Ntvnews.id, Lombok - I Wayan Agus Suartama, yang lebih dikenal sebagai Agus, memohon agar status penahanannya diganti menjadi tahanan rumah. Pada Kamis, 9 Januari 2025, Agus resmi ditahan di Lapas Kelas IIA Kuripan, Kabupaten Lombok Barat.
Penahanan ini dilakukan setelah berkas kasusnya dilimpahkan dari pihak kepolisian ke Kejaksaan Negeri Mataram. Selama proses penahanan, Agus menunjukkan reaksi emosional dan secara terbuka menyatakan ketidaknyamanannya.
"Saya mohon Pak, biar saya di rumah, karena saya tidak biasa. Ini saja, terus terang, saya tahan kencing," ujar Agus dengan suara memelas kepada Kepala Kejaksaan Negeri Mataram, Ivan Jaka.
Sebagai penyandang disabilitas tuna daksa, Agus terlihat sangat terpukul dan menangis histeris setelah mengetahui bahwa dirinya akan ditahan di Lapas. Tangisan Agus turut memicu kekhawatiran dari ibunya, Ni Gusti Ayu Ari Padni.
Penyidik Polda NTB Serahkan Agus Buntung ke JPU (ANTARA/Dhimas BP)
Ni Gusti Ayu Ari Padni, ibu Agus, mengatakan bahwa dia khawatir dengan kondisi anaknya selama di Lpas. Sebab, Agus bergantung pada sang ibu dalam menjalankan aktivitas sehari-hari, bahkan seperti pergi ke kamar mandi, dikhawatirkan tidak mampu bertahan sendiri.
"Tidak bisa sendiri, mau cebok, mau apa. Kalau dia normal, saya lepas," ungkap Padni saat mendampingi Agus di Kejaksaan Negeri Mataram.
Asisten Pidana Umum (Aspidum) Kejaksaan Tinggi NTB, Iwan Setiawan, menyatakan bahwa keputusan untuk menahan Agus di Lapas sudah melalui pertimbangan yang matang.
"Pertimbangan mengingat korban yang dilakukan terdakwa IWAS lebih dari satu. Dikhawatirkan nanti terdakwa IWAS bisa mengulangi perbuatannya," jelas Iwan.

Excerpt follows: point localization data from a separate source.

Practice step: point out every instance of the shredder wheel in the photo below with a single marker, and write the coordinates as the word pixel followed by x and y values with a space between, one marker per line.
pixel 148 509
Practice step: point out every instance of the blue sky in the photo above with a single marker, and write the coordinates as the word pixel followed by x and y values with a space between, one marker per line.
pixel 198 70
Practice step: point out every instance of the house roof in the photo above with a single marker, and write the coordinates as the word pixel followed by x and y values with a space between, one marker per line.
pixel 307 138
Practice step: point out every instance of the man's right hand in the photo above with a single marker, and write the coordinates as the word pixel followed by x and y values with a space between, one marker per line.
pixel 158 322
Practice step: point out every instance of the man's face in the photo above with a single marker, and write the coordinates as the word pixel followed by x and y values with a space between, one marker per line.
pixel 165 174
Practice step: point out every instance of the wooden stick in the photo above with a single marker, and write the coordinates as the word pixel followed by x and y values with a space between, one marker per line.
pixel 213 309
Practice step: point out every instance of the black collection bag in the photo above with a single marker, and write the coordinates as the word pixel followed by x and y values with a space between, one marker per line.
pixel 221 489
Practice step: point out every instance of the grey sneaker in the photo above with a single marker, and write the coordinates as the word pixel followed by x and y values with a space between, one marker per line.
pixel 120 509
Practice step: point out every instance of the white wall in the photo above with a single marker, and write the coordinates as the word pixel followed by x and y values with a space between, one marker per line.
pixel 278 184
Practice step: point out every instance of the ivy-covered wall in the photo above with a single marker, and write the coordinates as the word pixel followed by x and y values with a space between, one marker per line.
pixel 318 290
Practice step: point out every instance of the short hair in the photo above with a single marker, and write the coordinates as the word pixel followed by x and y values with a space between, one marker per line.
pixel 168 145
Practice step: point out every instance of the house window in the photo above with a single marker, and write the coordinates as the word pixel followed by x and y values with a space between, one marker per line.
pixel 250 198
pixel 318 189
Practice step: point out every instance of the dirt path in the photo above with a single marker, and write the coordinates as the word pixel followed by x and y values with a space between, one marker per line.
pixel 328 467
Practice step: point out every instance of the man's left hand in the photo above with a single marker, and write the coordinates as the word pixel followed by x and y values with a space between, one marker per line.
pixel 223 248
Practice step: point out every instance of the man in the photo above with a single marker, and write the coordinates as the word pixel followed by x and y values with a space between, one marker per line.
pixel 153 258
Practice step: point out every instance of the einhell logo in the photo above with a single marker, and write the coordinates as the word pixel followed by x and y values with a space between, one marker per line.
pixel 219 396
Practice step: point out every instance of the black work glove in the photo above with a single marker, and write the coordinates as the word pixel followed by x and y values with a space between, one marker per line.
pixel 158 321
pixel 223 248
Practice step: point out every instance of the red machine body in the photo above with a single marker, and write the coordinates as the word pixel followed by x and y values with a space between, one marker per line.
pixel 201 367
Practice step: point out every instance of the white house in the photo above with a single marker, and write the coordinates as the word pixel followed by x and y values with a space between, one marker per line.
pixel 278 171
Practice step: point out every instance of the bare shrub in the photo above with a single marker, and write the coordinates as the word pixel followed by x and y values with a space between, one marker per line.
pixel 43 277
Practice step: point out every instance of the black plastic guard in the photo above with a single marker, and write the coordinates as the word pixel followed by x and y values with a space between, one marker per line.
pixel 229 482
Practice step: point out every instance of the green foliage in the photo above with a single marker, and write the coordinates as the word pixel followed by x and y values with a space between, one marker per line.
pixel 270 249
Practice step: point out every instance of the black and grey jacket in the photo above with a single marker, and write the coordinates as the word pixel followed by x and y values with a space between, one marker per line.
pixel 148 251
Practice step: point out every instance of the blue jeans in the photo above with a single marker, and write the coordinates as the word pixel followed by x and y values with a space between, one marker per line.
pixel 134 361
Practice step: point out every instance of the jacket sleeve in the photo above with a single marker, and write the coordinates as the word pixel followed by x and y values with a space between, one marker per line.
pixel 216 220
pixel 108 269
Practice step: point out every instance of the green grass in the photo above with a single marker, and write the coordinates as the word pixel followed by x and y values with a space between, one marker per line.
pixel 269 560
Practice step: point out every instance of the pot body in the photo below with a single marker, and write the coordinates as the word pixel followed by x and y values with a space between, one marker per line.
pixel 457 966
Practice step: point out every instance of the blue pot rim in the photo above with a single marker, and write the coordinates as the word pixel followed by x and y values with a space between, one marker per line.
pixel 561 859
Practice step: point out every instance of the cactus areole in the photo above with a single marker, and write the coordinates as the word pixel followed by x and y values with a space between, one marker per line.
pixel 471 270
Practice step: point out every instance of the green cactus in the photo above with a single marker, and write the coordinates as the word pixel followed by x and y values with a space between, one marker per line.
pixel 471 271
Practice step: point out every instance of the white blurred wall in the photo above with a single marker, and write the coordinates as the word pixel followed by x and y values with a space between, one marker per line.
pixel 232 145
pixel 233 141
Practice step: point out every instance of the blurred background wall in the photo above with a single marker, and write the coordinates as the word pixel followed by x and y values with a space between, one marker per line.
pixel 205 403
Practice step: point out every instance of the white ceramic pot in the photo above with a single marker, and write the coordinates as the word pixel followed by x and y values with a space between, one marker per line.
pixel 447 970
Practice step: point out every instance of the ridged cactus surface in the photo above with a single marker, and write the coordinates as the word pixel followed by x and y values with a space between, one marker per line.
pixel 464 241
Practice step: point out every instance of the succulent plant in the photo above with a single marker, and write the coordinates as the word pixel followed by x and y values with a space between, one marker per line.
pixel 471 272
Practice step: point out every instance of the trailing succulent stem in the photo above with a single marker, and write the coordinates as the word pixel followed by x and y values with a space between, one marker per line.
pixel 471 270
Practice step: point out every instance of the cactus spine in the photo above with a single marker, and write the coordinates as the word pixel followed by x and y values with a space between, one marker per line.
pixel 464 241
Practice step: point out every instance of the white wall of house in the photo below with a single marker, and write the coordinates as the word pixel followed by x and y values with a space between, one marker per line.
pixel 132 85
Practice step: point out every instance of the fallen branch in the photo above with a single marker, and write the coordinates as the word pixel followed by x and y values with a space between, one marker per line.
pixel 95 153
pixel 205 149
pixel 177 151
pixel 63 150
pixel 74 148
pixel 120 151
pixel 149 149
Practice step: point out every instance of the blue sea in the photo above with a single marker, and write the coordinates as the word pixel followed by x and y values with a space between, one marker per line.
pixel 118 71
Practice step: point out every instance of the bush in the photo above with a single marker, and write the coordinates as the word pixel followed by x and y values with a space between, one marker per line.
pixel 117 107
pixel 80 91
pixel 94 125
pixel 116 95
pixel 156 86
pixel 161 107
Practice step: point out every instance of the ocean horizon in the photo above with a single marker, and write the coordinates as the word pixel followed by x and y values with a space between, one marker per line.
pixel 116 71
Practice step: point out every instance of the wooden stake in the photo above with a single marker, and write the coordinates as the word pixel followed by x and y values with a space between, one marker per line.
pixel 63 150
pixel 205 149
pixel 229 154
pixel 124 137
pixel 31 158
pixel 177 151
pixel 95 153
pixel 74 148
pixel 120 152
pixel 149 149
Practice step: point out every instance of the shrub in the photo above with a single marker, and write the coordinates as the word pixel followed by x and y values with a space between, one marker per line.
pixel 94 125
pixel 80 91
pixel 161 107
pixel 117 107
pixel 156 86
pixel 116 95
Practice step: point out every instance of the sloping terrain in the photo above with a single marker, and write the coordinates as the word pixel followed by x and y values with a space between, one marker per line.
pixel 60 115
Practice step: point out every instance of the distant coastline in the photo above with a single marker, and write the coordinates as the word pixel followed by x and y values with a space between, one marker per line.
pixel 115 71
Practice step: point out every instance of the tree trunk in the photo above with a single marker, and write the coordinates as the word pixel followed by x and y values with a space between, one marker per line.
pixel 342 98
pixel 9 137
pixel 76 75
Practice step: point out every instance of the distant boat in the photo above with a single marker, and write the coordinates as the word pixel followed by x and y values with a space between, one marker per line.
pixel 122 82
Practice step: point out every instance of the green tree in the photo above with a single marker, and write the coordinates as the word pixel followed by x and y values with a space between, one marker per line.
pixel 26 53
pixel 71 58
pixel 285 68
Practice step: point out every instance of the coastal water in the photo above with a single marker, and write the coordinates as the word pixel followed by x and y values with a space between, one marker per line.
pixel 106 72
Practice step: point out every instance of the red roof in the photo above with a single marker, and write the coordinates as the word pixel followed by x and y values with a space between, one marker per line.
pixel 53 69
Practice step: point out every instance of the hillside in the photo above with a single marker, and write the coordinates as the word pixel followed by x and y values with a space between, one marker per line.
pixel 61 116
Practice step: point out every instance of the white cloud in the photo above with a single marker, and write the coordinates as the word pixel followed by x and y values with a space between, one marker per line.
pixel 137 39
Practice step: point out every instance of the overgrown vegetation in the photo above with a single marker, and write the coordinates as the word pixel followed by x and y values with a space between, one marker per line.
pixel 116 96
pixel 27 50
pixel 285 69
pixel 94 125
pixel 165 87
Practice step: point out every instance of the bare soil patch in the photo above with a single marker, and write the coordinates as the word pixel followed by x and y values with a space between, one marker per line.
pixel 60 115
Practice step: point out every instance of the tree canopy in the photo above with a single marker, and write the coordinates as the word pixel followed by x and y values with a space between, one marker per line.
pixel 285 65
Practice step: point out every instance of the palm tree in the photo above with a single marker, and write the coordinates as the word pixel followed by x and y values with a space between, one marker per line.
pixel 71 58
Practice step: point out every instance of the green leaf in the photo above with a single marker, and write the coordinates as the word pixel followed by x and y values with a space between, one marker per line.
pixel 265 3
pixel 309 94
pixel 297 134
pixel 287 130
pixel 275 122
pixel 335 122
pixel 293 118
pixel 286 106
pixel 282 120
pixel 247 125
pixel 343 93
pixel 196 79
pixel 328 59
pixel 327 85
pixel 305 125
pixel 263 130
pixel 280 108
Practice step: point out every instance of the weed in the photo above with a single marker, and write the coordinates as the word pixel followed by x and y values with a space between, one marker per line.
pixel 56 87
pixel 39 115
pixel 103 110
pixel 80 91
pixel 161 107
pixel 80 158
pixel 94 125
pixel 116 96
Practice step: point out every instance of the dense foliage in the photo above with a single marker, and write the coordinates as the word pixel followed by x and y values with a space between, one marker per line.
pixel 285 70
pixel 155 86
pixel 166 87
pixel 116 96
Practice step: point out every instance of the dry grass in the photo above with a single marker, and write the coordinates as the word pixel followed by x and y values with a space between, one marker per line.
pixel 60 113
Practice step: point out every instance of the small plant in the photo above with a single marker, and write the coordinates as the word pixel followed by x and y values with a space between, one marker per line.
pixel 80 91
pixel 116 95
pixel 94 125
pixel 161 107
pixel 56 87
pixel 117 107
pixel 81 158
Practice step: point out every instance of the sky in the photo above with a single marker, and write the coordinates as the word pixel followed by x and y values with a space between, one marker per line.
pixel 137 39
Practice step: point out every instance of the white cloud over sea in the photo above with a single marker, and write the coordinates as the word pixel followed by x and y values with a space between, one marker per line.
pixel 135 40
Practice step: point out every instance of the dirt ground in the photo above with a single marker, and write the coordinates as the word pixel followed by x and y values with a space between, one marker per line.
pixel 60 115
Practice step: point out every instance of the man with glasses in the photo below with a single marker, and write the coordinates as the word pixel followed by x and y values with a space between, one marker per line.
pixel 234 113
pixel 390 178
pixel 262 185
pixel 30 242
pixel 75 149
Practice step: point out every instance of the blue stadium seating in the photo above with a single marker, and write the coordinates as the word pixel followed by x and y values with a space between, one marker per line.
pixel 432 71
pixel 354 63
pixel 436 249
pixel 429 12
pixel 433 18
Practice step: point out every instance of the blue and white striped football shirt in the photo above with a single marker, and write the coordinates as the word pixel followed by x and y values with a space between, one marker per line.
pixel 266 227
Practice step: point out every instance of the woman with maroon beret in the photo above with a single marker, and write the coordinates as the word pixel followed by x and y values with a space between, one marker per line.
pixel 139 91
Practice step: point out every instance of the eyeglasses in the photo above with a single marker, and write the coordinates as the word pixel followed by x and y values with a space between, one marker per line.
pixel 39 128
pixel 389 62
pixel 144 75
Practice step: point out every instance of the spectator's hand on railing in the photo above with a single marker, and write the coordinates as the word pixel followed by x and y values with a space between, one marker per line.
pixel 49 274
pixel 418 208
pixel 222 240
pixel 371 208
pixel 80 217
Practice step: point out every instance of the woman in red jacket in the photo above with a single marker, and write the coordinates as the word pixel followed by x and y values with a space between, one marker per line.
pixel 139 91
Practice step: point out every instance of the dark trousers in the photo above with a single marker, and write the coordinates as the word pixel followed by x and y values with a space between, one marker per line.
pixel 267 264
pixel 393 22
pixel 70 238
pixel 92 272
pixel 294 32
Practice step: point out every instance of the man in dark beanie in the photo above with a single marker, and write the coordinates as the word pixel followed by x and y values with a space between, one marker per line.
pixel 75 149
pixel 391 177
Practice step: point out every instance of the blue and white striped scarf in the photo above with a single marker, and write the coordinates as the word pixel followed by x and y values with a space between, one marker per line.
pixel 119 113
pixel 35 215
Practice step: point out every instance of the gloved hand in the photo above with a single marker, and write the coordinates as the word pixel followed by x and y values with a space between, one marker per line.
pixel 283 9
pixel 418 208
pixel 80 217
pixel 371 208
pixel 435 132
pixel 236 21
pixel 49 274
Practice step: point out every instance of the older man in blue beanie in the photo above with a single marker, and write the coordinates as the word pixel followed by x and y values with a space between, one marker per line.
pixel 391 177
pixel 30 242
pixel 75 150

Agus dijadwalkan menjalani masa tahanan selama 20 hari ke depan sambil menunggu proses hukum berjalan. Kejaksaan memastikan bahwa ruang tahanan yang disiapkan untuk Agus sudah disesuaikan dengan kebutuhan seorang penyandang disabilitas.
Jaksa penuntut umum memeriksa tersangka IWAS alias Agus (kanan) dalam proses tahap dua atau pelimpahan tersangka dan barang bukti dari penyidik kepolisian di Kantor Kejari Mataram, NTB, Kamis (9/1/2025). (Antara)
Kurniadi, kuasa hukum Agus, mengkritik keputusan Kejaksaan Tinggi NTB yang menolak permohonan kliennya untuk menjalani tahanan rumah. Ia menyoroti dampak psikologis yang dialami Agus, terutama karena keterbatasan fisiknya yang membuatnya selalu bergantung pada ibunya.
"Teriak-teriak di dalam tadi itu dampak psikologis. Agus ini membayangkan sejak lahir sampai sekarang bergantung dengan ibunya," ujar Kurniadi.
Menurut Kurniadi, Agus seharusnya diberi kesempatan untuk melihat kondisi ruang tahanan sebelum diputuskan untuk ditahan.
"Pelaku ini penyandang disabilitas, harus dilakukan perhatian khusus. Jangan ujug-ujug tanpa dasar yang jelas melakukan penahanan di rutan," tegasnya.